October 28, 2003

The ones who have been needlessly left behind

The Thernstroms go on the offense with an op-ed in the Boston Globe that identifies the "educational catastrophe" facing black and Hispanic students today as the "central civil rights issue of our time." Those who favor "the old solutions" - more emphasis on racial integration, requiring masters degrees in education, smaller classrooms - probably won't like what the Thernstroms have to say.

First, the horror stories:

The student body of Cedarbrook Middle School in a Philadelphia suburb is one-third black, two-thirds white. The town has a very low poverty rate, good schools, and a long-established black middle class. But in an eighth-grade advanced algebra class that a reporter visited in June 2001, there was not a single black student. The class in which the teacher was explaining that the 2 in number 21 stands for 20, though, was 100 percent black. A few black students were taking accelerated English, but no whites were sitting in the English class that was learning to identify verbs.

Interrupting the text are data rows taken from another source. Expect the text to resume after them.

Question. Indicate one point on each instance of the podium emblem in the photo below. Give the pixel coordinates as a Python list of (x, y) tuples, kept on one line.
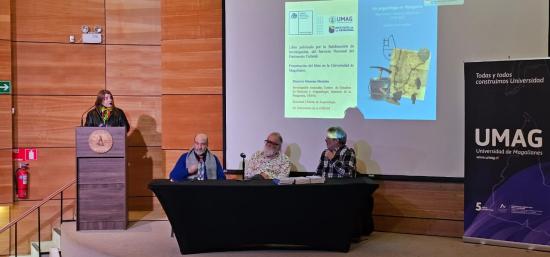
[(100, 141)]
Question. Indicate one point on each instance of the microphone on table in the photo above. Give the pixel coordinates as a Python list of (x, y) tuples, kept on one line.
[(243, 156)]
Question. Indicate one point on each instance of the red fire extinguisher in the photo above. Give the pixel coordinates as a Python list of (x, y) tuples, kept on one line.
[(22, 177)]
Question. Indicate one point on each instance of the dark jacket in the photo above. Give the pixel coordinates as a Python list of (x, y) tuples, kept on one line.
[(117, 119)]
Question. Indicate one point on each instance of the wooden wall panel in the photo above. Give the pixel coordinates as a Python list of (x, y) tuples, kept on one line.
[(183, 116), (133, 22), (6, 122), (48, 121), (5, 236), (6, 176), (191, 19), (5, 60), (5, 19), (192, 66), (420, 200), (144, 165), (133, 70), (27, 229), (172, 156), (54, 168), (59, 69), (55, 20), (435, 227), (144, 115)]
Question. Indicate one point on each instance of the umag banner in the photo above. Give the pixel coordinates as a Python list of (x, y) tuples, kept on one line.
[(507, 166)]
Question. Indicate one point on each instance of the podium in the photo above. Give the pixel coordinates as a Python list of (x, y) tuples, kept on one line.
[(101, 178)]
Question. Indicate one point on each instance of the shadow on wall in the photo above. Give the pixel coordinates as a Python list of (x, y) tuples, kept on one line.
[(294, 153), (140, 167), (363, 150), (363, 153)]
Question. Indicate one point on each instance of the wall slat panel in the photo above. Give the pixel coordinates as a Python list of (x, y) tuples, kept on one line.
[(192, 66), (133, 70), (6, 176), (55, 20), (5, 60), (183, 116), (133, 22), (59, 69), (191, 19), (5, 19), (144, 116), (175, 7), (420, 200), (193, 24), (48, 121)]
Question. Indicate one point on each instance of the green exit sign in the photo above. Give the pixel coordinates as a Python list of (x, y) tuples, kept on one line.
[(5, 87)]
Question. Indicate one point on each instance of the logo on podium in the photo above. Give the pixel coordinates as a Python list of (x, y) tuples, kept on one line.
[(100, 141)]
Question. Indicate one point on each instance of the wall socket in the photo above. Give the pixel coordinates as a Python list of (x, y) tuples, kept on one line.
[(91, 38)]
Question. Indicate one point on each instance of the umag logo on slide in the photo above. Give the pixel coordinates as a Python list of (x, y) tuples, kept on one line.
[(340, 24)]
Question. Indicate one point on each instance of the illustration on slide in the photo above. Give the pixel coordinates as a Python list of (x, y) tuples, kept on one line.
[(408, 74)]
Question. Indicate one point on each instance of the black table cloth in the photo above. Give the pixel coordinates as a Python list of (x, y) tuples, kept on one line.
[(229, 215)]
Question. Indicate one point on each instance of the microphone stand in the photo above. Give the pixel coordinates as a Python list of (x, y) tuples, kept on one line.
[(82, 116), (243, 156)]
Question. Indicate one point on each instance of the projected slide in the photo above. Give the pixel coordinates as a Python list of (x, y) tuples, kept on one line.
[(321, 59), (379, 56)]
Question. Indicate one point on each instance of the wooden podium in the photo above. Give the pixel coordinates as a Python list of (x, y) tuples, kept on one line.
[(101, 178)]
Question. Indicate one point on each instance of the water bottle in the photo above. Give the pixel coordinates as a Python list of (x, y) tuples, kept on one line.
[(201, 171)]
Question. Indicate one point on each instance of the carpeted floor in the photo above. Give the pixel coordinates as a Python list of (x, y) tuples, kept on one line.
[(152, 238)]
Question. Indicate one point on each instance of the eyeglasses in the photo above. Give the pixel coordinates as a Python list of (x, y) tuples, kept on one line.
[(267, 142)]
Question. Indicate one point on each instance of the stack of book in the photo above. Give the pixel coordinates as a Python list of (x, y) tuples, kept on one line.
[(300, 180)]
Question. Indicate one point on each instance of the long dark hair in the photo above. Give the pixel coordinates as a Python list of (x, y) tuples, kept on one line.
[(101, 95)]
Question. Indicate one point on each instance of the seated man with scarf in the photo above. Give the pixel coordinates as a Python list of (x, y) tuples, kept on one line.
[(198, 164)]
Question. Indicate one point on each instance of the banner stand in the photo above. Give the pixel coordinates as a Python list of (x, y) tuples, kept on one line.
[(506, 164)]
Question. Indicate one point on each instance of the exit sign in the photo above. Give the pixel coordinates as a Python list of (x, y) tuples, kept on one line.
[(5, 87)]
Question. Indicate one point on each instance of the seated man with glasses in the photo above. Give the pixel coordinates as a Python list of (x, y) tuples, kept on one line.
[(269, 163), (338, 160), (198, 164)]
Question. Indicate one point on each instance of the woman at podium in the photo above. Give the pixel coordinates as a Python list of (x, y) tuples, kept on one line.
[(105, 114)]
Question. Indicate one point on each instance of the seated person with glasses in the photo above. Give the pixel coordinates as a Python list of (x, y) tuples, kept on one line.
[(338, 160), (198, 164), (268, 163)]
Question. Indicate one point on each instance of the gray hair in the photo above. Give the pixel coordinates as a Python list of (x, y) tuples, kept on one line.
[(337, 133)]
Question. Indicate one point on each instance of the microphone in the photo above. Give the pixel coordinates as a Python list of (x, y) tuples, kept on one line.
[(82, 116), (243, 156)]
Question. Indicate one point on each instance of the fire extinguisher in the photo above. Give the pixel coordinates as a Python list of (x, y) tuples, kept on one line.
[(22, 177)]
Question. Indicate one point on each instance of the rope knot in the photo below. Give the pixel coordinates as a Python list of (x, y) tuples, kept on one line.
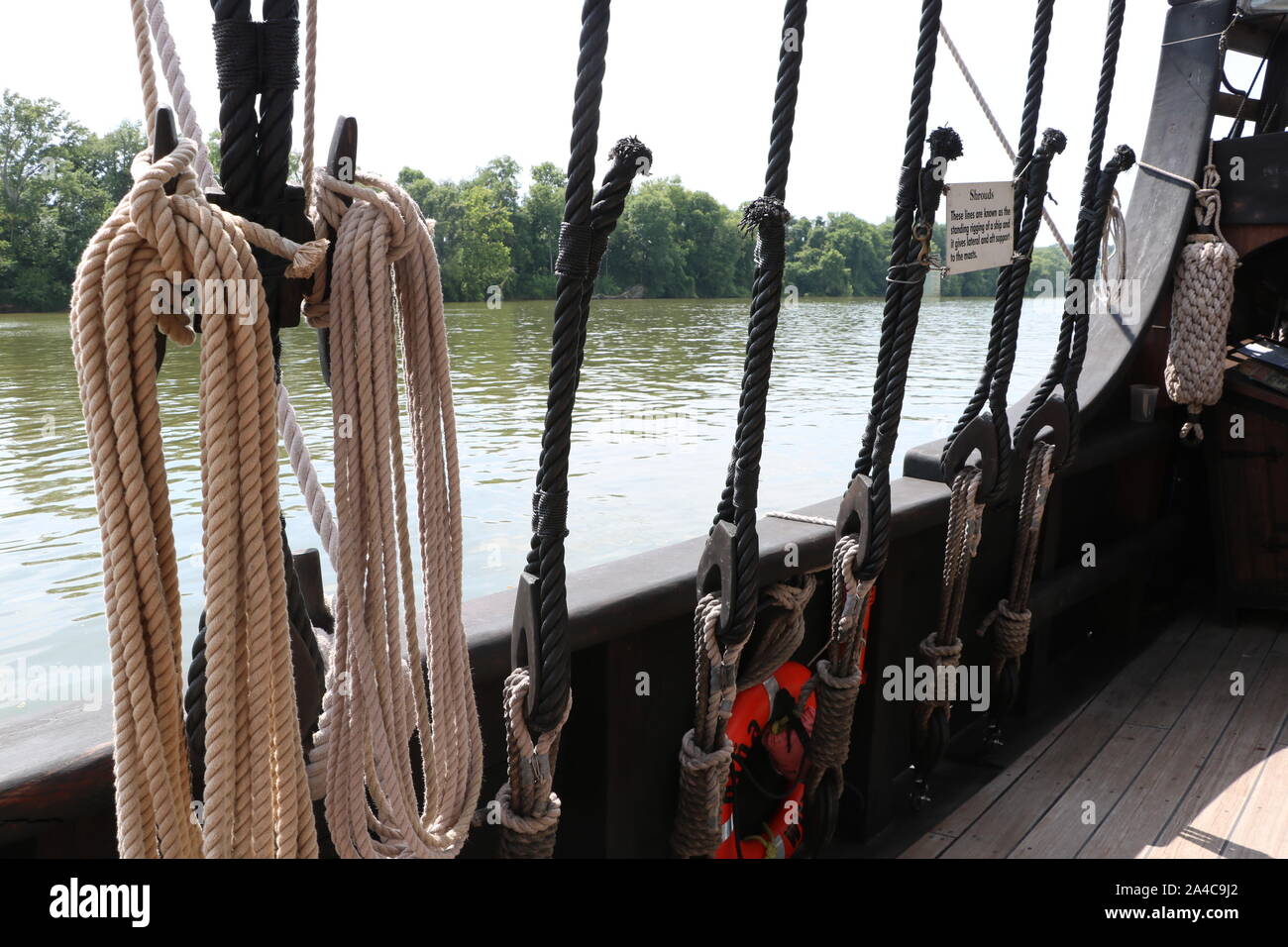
[(1124, 158), (945, 144), (769, 217), (940, 655), (1054, 142), (1010, 629), (761, 211)]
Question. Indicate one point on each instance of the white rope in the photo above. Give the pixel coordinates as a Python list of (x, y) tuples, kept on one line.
[(802, 518), (301, 463), (997, 129), (1202, 296), (1112, 261), (172, 71)]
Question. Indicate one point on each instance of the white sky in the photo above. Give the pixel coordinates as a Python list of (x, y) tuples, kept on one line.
[(447, 85)]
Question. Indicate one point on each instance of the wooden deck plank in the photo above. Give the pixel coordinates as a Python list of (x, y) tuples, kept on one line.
[(1147, 805), (1262, 828), (1172, 693), (1014, 813), (1206, 817), (1064, 830), (928, 845), (973, 808)]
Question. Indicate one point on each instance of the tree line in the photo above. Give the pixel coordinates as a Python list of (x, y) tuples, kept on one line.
[(671, 241), (496, 231)]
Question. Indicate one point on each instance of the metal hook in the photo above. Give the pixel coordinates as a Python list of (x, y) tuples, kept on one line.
[(165, 140), (342, 159), (978, 436), (1048, 423), (717, 573)]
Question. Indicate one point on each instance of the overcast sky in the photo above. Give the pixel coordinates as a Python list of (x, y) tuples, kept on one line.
[(445, 86)]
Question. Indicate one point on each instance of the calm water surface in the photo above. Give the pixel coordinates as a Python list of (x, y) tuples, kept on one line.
[(652, 437)]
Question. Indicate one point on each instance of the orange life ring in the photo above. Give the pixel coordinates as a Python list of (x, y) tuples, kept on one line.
[(751, 720)]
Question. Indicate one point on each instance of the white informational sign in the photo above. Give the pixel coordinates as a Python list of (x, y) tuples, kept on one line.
[(980, 231)]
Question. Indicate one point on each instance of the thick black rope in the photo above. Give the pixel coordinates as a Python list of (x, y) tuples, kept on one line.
[(917, 205), (768, 217), (1070, 347), (550, 500), (194, 697), (1005, 325), (903, 249), (236, 56)]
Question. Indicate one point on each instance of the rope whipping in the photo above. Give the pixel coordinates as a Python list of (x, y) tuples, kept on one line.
[(863, 523), (725, 616), (997, 129), (1096, 196), (1010, 621), (1202, 298), (537, 692)]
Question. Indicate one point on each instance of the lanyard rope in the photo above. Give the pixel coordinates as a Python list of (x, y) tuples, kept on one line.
[(728, 585), (974, 486), (1031, 170)]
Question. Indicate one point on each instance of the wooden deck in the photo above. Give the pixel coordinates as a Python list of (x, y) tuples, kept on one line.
[(1163, 762)]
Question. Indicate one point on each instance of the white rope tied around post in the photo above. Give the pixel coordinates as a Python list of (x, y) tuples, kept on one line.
[(527, 806), (150, 14), (943, 647), (837, 677), (256, 799), (1202, 296), (706, 750), (778, 634), (386, 283)]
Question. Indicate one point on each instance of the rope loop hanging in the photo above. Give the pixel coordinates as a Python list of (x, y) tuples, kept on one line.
[(728, 583), (1046, 436), (1202, 299), (256, 799)]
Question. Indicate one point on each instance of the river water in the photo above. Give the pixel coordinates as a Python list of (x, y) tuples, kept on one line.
[(652, 437)]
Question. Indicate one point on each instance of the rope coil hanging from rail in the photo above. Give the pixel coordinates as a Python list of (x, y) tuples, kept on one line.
[(256, 785), (973, 486), (728, 586), (1043, 455)]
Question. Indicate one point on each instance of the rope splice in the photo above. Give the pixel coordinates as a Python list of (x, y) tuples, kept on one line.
[(726, 582)]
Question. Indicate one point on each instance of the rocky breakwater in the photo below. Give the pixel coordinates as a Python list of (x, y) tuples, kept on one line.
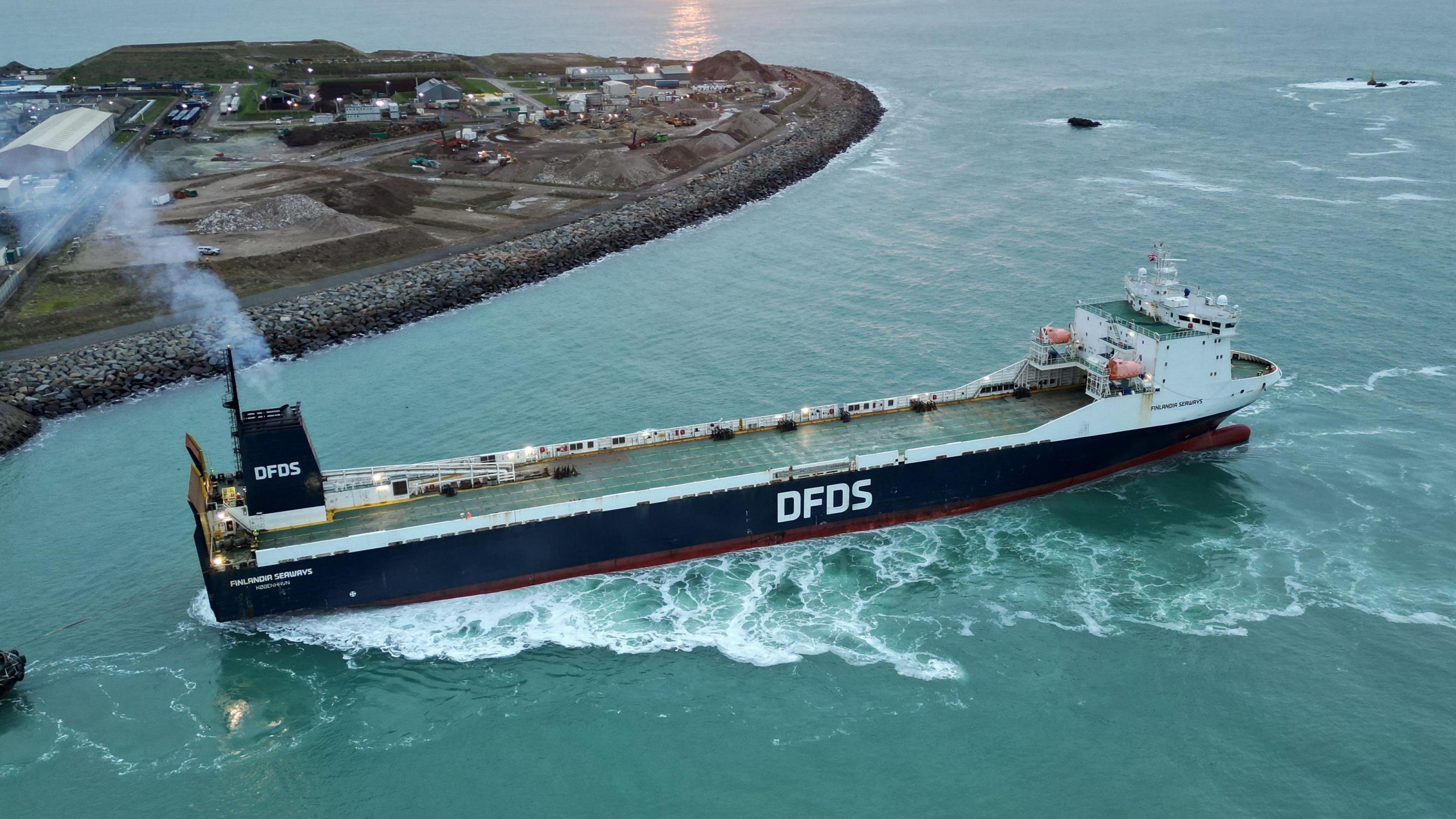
[(56, 385)]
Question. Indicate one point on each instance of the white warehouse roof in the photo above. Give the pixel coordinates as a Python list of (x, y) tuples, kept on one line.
[(62, 132)]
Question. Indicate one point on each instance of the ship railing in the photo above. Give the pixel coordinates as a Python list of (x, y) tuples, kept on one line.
[(811, 470), (452, 470), (501, 465), (1092, 307), (1046, 355)]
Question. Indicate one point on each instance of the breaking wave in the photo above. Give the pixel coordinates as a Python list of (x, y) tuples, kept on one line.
[(906, 597)]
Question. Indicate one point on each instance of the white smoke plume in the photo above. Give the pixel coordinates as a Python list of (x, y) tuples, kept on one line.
[(164, 258)]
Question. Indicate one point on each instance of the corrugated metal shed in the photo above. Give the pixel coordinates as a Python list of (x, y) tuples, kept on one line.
[(57, 145)]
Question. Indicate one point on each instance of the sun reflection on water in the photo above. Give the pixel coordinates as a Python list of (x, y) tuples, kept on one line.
[(691, 31)]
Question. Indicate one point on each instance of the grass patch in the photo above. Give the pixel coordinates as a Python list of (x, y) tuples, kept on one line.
[(520, 64), (151, 63), (59, 296)]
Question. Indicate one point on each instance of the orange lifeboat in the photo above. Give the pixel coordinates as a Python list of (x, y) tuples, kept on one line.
[(1117, 369), (1056, 336)]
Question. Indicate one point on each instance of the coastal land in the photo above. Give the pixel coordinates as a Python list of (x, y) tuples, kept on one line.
[(324, 232)]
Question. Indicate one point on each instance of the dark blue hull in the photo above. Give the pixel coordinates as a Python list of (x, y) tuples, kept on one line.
[(654, 534)]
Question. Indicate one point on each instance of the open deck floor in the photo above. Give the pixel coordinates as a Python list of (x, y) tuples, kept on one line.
[(681, 462)]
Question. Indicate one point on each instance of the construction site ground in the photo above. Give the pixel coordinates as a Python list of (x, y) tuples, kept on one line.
[(381, 212)]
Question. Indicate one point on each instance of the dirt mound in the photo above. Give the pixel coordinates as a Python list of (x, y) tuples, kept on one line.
[(678, 158), (691, 108), (264, 215), (712, 145), (745, 126), (733, 68), (394, 197), (605, 170), (257, 275)]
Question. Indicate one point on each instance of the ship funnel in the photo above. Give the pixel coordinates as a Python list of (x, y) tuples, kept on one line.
[(276, 461)]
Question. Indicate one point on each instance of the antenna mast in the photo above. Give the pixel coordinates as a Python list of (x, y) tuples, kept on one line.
[(231, 403)]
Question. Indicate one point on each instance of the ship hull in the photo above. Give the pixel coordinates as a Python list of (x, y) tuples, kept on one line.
[(544, 552)]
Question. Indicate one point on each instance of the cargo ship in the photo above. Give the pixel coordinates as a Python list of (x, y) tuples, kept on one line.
[(1130, 379)]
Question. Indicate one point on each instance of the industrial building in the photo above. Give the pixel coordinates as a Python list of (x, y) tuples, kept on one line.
[(363, 113), (437, 91), (57, 146)]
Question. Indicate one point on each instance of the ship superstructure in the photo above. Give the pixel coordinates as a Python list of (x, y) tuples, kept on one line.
[(1130, 379)]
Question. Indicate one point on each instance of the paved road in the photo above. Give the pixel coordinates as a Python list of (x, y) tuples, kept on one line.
[(522, 97)]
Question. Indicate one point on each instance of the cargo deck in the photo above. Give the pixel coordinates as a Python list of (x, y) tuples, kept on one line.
[(681, 462)]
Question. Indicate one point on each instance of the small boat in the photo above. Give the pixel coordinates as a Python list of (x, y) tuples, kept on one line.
[(12, 670)]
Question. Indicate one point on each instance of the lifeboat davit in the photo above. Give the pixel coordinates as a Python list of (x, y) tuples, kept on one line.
[(1117, 369)]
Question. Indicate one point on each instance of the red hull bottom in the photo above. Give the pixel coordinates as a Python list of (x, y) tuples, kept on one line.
[(1224, 436)]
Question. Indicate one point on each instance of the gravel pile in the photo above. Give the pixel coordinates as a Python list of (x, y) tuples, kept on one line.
[(264, 215), (56, 385)]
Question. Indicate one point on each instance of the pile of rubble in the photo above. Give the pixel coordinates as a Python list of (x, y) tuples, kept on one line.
[(264, 215)]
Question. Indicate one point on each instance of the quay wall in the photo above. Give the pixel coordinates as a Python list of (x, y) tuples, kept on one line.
[(55, 385)]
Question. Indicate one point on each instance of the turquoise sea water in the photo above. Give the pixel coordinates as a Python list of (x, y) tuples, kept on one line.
[(1260, 632)]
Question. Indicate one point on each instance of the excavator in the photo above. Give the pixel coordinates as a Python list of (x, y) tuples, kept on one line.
[(500, 159), (638, 142)]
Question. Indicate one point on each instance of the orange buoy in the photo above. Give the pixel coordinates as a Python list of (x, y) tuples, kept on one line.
[(1119, 369)]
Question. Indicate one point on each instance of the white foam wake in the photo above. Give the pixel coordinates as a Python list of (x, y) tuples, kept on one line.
[(762, 607), (1409, 197), (1397, 146), (1363, 85), (1312, 199)]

Students in eighth grade had to be taught what the "2" in 20 stood for, and had to be taught how to identify verbs. In eighth grade.

Here in Massachusetts, where the high school class of 2005 has begun the MCAS testing process, the gap is crystal clear. On the first try, 82 percent of white 10th-graders passed, and the figure for Asians was almost as high (77 percent). But the success rate for Hispanics was 42 percent and for blacks 47 percent...

On the nation's most reliable tests, the National Assessment for Educational Progress (NAEP), the typical black or Hispanic student at age 17 is scoring less well than at least 80 percent of his or her white classmates. On average, these non-Asian minority students are four years behind whites and Asians. They are, in effect, finishing high school with a junior-high education.

Emphasis mine. Those who claim that the score gap must be proof of test bias simply do not want to admit that black and Hispanic students simply might be that far behind, and I don't blame them for not wanting to believe that. I don't like being labeled racist or uncompassionate for insisting that the problem is not with the tests, but I understand why some of those who oppose testing reach for those disparaging labels and the deceptively easy answers. It is a tragedy, and far from being the result of racial inequality, the disparate education that the test scores reflect has become one of the sources, if not the main source, of those inequalities.

This sort of achievement gap cannot be wished away, nor legislated away. Real changes must be made to close the gap, and many educators and legislators are not ready to make those changes:

...improving test scores will require better teachers. How can we identify such teachers? The scholarly literature shows that neither graduate degrees in education nor years of experience in the classroom have a significant impact on student achievement. The best teachers are those with strong academic skills, as demonstrated by their performance on standardized tests...

Also suggested: Make the teaching jobs more attractive by allowing potential educators to skip education programs, and give better teachers higher pay and more responsibility. Back teachers up in the classroom by allowing them to discipline students and demand respect. Give principals the authority to fire bad teachers and promote good ones.

And drill, drill, drill. The schools that are succeeding in educating black and Hispanic students are ones that "focus relentlessly on the core academic subjects, insisting that their students learn the times tables, basic historical facts, spelling, punctuation, and rules of grammar." In other words, the opposite scenario suggested by most "progressive" educators who have a horror of facts, memorization, and rules.

The idea that students of a certain race, or background, or "culture" cannot benefit from the discipline and high educational standards that educated so many of our immigrants in the past is one of the most pernicious ideas in education today, and I'm grateful that the Thernstroms are speaking out against it.